Carbonara with Turkey Bacon

4

Serving Size

10 mins.

Prep Time

20 mins.

Total Time

This recipe combines traditional carbonara ingredients and lean turkey bacon to create a better-for-you version of the classic dish without sacrificing flavor or texture.

Ingredients

12 oz.

spaghetti (or bucatini)

3

large egg yolks

1 whole

egg

1 cup(s)

freshly grated Pecorino Romano or Parmesan cheese

Freshly ground black pepper (generous amount)

Salt (for pasta water)

1 clove(s)

garlic, peeled (optional, for aroma)

1 tbsp.

olive oil (if turkey bacon is very lean)

Reserved pasta water (about 1 cup)

Parsley in and topped with final plating

Directions

  1. 1. Boil Pasta: Bring a large pot of salted water to a boil. Cook the spaghetti until al dente. Reserve 1 cup of pasta water, then drain.
  2. 2. Cook Turkey Bacon: While pasta cooks, heat a large skillet over medium heat. Add a touch of olive oil (if needed) and the garlic clove to flavor the oil. Add turkey bacon and cook until crisp.

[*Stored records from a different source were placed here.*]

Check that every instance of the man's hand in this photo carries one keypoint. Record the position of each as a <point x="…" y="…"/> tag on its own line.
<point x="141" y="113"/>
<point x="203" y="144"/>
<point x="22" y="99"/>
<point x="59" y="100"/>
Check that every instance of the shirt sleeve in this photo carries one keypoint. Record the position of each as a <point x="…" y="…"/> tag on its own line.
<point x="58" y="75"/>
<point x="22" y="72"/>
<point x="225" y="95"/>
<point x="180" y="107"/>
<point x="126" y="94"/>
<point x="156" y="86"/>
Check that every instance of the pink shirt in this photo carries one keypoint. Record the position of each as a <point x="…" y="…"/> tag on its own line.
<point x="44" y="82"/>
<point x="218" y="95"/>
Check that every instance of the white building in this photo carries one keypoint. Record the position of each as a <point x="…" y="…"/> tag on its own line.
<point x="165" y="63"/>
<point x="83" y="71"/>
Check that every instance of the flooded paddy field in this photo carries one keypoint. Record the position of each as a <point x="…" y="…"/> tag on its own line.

Remove garlic and discard.
  3. 3. Prepare Carbonara Sauce: In a bowl, whisk together the egg yolks, whole egg, grated cheese, and a generous amount of black pepper until smooth.
  4. 4. Combine Pasta & Sauce: Off the heat, add hot pasta to the skillet with the turkey bacon. Slowly stir in the egg-cheese mixture, tossing vigorously to coat the pasta without scrambling the eggs. Add warm pasta water little by little until a silky sauce forms.
  5. 5. Serve Immediately: Plate and top with extra cheese, cracked pepper, and chopped parsley if desired.